A friendly act on Marjorie’s part, the prompting of a broad tolerant spirit had been the magic which had worked a well-nigh unbelievable change in Leslie. It is often the small, seemingly unimportant happenings in life which frequently are instrumental in working the most amazing transformations.
While Marjorie was going through one process of growing up Leslie was going through another widely different phase of the same process. Leslie had begun to learn that: “He who breaks, pays.” Until her garage failure she had been childishly stubborn in her belief that she could successfully “get away with” whatever she undertook to accomplish. She had suffered untold mortification of spirit over the ignominious end her father had put to her business venture. She had read and re-read the letter which her father had at that time written her until she knew every scathing word of it by heart. This in itself had produced a beneficial effect upon Leslie’s wayward character. In time to come she would regard that particular letter as the turning point in her life.
The downfall of her business hopes had furnished her with gloomy retrospection for long days after she had returned to New York. With all the fancied grudges she had against Marjorie she was obliged to admit to herself that “Bean” had certainly not been responsible for her father’s unexpected visit to Hamilton. Neither was she to know until years afterward that a “Bean-inspired” advocate of justice in the person of Signor Guiseppe Baretti had proven her business Waterloo.
Sullenly obeying her father’s stern command to renew her intimacy with Natalie Weyman, Leslie had reluctantly got into touch again with Natalie. Natalie, however, was betrothed to a young English baronet. She was consequently interested in nothing but herself, her fiancé and an elaborate trousseau of which she was imperiously directing the preparation.

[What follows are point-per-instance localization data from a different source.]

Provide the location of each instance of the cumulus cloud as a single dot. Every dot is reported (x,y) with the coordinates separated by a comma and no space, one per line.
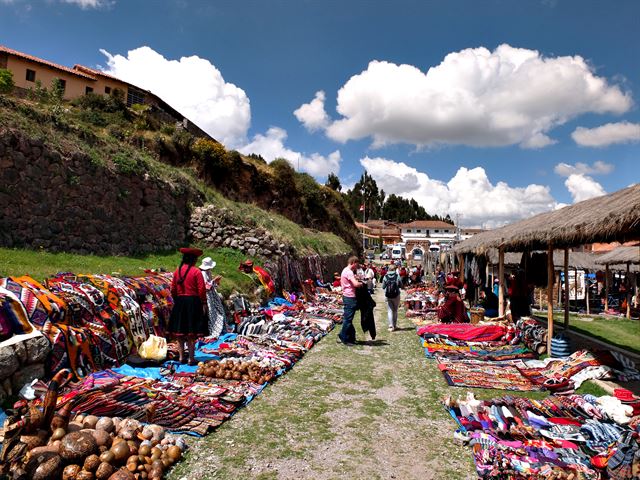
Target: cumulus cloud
(193,86)
(86,4)
(598,167)
(469,192)
(582,187)
(473,97)
(609,134)
(272,145)
(313,115)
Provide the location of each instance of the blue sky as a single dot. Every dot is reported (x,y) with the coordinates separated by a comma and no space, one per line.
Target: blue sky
(481,134)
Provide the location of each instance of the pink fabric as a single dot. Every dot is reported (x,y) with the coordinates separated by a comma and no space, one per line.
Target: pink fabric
(465,331)
(347,278)
(193,284)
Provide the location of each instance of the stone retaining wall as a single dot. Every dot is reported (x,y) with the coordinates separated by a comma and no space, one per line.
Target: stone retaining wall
(214,227)
(68,203)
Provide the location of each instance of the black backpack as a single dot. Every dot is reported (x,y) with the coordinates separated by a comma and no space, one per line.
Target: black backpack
(392,290)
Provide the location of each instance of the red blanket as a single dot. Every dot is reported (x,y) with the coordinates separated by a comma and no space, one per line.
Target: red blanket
(465,331)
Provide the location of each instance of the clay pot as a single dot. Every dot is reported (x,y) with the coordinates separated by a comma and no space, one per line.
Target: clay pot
(106,424)
(104,471)
(76,446)
(71,472)
(91,463)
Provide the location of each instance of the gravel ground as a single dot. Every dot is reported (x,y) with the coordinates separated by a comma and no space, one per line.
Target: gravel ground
(370,411)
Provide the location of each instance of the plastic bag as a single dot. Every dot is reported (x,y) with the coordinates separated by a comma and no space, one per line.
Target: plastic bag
(153,348)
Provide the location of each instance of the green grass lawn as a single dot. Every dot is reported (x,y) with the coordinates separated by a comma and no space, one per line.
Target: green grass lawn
(42,264)
(620,332)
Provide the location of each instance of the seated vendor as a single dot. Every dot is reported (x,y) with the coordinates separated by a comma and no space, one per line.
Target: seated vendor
(489,302)
(453,309)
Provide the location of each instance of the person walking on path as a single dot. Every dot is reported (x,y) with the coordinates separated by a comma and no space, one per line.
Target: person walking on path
(370,277)
(349,283)
(391,286)
(188,318)
(217,317)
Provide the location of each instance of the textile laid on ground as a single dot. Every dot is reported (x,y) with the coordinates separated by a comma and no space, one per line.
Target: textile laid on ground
(577,436)
(92,321)
(195,400)
(465,331)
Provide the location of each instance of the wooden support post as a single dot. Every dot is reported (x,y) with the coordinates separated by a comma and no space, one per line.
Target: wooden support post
(501,280)
(586,291)
(550,276)
(627,281)
(575,286)
(567,287)
(606,288)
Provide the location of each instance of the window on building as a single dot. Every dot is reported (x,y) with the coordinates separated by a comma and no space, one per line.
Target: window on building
(134,96)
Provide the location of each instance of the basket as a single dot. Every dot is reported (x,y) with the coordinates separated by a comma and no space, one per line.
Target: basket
(476,314)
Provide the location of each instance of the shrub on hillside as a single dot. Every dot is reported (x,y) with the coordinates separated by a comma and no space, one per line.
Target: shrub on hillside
(6,81)
(102,103)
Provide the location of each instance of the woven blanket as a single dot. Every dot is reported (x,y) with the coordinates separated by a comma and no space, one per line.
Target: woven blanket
(465,331)
(481,374)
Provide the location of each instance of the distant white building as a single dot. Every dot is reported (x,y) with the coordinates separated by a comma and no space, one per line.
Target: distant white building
(432,235)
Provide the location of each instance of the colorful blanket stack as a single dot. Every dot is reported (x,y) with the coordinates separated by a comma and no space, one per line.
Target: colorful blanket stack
(572,437)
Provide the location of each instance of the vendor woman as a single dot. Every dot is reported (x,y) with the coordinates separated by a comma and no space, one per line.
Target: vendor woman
(453,309)
(189,314)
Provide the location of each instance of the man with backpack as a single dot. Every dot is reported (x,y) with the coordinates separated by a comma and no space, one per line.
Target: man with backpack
(391,287)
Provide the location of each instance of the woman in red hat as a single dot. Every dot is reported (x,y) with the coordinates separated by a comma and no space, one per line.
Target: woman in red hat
(188,317)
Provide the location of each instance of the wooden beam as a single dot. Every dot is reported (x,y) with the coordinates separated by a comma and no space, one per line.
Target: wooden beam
(586,291)
(501,280)
(606,288)
(567,287)
(627,281)
(550,276)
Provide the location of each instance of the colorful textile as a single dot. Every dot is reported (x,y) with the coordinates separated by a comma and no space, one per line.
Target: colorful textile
(470,333)
(481,374)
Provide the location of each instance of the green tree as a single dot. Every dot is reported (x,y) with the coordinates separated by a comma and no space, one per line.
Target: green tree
(57,90)
(6,81)
(333,182)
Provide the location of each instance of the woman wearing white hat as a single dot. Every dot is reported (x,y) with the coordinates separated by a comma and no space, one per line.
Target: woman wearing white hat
(217,316)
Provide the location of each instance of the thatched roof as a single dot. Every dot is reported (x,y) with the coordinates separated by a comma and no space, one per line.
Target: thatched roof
(609,218)
(621,255)
(580,260)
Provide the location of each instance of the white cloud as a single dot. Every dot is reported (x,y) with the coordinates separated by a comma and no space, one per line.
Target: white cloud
(271,146)
(473,97)
(598,167)
(469,192)
(192,85)
(621,132)
(581,187)
(312,114)
(86,4)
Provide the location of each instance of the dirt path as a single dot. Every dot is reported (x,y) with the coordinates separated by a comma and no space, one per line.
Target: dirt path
(369,411)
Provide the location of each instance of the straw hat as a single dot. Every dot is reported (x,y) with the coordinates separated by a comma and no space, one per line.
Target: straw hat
(207,264)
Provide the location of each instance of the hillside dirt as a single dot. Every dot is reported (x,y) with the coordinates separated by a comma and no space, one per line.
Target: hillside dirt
(370,411)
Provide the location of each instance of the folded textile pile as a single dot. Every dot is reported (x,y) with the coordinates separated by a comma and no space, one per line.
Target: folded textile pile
(560,437)
(92,321)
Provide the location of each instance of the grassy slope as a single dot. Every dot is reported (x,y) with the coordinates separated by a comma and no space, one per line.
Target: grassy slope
(108,151)
(42,264)
(370,411)
(616,331)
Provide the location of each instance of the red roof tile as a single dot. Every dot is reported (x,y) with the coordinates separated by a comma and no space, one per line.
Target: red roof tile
(45,62)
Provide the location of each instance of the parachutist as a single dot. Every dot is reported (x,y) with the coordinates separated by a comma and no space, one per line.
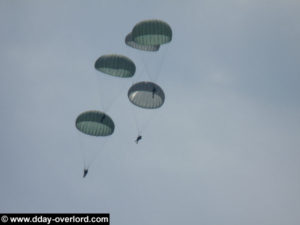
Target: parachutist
(153,92)
(85,171)
(138,139)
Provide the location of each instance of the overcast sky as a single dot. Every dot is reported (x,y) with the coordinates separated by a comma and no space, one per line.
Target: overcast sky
(222,150)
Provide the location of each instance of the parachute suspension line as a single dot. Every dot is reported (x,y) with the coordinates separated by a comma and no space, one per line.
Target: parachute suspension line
(134,115)
(83,155)
(160,65)
(146,68)
(100,96)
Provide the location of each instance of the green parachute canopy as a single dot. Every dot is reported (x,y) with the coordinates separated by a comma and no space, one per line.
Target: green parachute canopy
(146,95)
(95,123)
(116,65)
(152,32)
(130,42)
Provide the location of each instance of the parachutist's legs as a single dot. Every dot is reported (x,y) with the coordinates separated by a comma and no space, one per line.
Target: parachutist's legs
(153,92)
(138,139)
(85,171)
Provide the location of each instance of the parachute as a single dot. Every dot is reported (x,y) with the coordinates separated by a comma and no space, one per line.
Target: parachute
(152,32)
(129,41)
(95,123)
(146,95)
(116,65)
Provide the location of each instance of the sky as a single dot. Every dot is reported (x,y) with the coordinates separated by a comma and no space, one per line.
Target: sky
(222,150)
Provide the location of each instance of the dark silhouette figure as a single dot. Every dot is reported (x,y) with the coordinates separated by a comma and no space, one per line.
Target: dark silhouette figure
(85,171)
(138,139)
(153,92)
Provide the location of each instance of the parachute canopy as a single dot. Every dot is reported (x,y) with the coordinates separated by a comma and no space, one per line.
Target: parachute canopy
(95,123)
(146,95)
(152,32)
(129,41)
(116,65)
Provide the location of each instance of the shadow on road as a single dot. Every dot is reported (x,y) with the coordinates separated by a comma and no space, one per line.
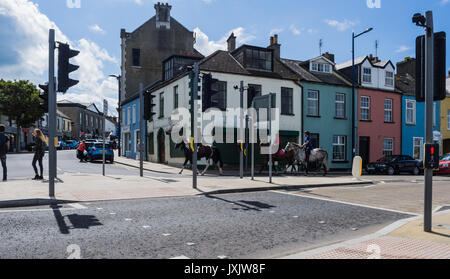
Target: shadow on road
(76,221)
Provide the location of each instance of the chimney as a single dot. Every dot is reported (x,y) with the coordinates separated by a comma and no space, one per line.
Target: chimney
(231,42)
(329,56)
(407,66)
(275,46)
(163,15)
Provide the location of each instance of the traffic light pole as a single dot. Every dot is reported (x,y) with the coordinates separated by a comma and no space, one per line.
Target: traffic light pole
(52,114)
(429,93)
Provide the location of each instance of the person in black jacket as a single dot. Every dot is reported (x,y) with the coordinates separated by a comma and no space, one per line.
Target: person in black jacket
(39,152)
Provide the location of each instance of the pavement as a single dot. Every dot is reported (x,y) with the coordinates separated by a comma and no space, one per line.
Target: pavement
(77,187)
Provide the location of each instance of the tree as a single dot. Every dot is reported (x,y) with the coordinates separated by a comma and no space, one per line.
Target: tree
(19,101)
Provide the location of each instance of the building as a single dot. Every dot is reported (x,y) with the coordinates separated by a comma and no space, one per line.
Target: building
(327,108)
(445,120)
(413,113)
(87,119)
(379,107)
(143,53)
(261,71)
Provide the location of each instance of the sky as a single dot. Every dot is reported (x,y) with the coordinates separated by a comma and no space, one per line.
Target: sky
(93,27)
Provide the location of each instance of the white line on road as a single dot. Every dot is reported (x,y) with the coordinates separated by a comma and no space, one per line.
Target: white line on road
(347,203)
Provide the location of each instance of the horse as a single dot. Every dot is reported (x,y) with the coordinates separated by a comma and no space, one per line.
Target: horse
(203,151)
(281,156)
(318,157)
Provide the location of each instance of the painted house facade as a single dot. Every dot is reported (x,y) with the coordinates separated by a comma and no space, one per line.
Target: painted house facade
(379,108)
(259,68)
(413,113)
(327,113)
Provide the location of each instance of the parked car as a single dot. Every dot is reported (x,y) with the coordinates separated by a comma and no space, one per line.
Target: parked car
(96,149)
(444,165)
(395,164)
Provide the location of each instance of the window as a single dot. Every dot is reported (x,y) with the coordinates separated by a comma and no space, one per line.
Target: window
(340,105)
(161,105)
(219,100)
(417,146)
(448,119)
(313,103)
(411,112)
(258,59)
(367,75)
(388,110)
(389,79)
(254,90)
(365,108)
(168,70)
(136,57)
(388,147)
(175,97)
(339,148)
(287,102)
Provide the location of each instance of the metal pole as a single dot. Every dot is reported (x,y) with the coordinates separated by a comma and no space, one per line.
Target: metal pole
(270,138)
(241,131)
(195,126)
(141,129)
(429,93)
(52,114)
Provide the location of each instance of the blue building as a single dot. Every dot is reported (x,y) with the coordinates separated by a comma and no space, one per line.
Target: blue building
(413,113)
(131,128)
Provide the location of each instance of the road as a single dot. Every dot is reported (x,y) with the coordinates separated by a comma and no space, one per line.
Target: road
(251,225)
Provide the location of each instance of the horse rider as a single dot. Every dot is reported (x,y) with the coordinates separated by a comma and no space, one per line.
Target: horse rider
(307,145)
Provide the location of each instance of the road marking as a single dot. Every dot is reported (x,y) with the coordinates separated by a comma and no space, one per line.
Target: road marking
(347,203)
(77,206)
(180,258)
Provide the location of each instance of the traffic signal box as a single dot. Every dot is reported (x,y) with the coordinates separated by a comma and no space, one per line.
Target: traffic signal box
(431,158)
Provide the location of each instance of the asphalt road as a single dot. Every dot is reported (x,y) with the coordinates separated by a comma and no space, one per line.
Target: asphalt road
(250,225)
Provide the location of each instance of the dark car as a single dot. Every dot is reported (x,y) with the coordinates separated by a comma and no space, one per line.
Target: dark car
(395,164)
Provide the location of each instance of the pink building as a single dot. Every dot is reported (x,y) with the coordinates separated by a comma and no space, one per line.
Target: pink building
(379,107)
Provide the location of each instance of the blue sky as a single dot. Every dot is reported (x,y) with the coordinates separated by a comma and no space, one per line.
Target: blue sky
(94,28)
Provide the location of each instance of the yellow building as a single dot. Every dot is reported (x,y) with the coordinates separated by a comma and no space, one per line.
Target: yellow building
(445,120)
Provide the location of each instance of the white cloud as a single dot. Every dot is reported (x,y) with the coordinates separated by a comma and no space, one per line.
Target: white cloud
(32,28)
(207,47)
(97,29)
(401,49)
(340,25)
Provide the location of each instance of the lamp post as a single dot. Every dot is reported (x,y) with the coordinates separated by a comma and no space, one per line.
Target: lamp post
(354,118)
(119,136)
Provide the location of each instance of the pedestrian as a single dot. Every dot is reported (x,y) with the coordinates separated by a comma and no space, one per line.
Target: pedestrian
(80,151)
(4,148)
(39,152)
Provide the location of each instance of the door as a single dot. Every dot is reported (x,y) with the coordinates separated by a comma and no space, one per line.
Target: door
(364,150)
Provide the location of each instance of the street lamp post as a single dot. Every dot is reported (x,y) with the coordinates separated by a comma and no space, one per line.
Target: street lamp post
(119,132)
(354,109)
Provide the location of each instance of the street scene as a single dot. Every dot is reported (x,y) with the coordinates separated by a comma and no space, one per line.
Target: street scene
(174,133)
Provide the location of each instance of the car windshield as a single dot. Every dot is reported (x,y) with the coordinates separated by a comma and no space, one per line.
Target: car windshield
(445,157)
(386,159)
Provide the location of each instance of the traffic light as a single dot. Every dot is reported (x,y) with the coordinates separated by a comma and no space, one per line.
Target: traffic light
(431,158)
(209,90)
(44,97)
(439,67)
(65,68)
(148,106)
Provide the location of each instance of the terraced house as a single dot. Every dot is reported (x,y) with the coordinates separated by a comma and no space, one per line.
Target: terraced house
(326,107)
(379,107)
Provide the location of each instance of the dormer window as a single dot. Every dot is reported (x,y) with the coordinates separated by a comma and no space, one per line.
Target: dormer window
(321,67)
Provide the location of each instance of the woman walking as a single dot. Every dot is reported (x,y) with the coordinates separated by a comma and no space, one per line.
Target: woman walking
(39,152)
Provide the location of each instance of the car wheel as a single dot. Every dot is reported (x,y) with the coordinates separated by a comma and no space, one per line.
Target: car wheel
(391,171)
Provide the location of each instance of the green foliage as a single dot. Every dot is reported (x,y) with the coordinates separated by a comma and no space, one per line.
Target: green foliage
(19,100)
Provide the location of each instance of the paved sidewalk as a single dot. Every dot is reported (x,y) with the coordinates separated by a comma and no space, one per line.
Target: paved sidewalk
(402,240)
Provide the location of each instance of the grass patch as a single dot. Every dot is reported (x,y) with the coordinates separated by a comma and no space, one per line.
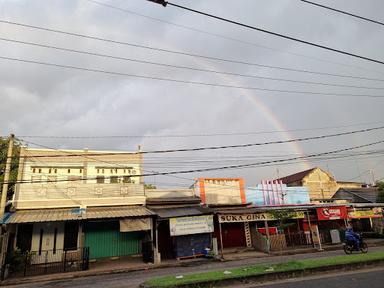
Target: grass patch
(243,272)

Leslie felt utterly “out of it” at Nat’s playhouse. She lounged in and out of the Weyman’s imposing Long Island palace with the enthusiasm of a wooden Indian. She listened in morose silence to Natalie’s fulsome eulogies upon her fiancé, Lord Kenneth Hawtrey, the Hawtrey ancestral tree, her own trousseau and the two-million dollar settlement her father proposed to make over to her as a bridal gift. Leslie mentally tabulated each of these fond topics upon her bored brain and learned to know by the signs just when each of them would be complacently brought forward by her former college chum.
When she could stand the strain no longer she had announced to Mrs. Gaylord that her father had gone to Europe and that she intended to buy a new roadster and drive to Hamilton. “You can stay here or go along, Gaylord. Suit yourself. My advice to you is to stick to me. Peter the Great will approve of such devotion on your part. He knows I’d go, even if you were to try to squash the expedition. Your part is ‘Never desert Leslie,’” was the succinct counsel she gave her chaperon.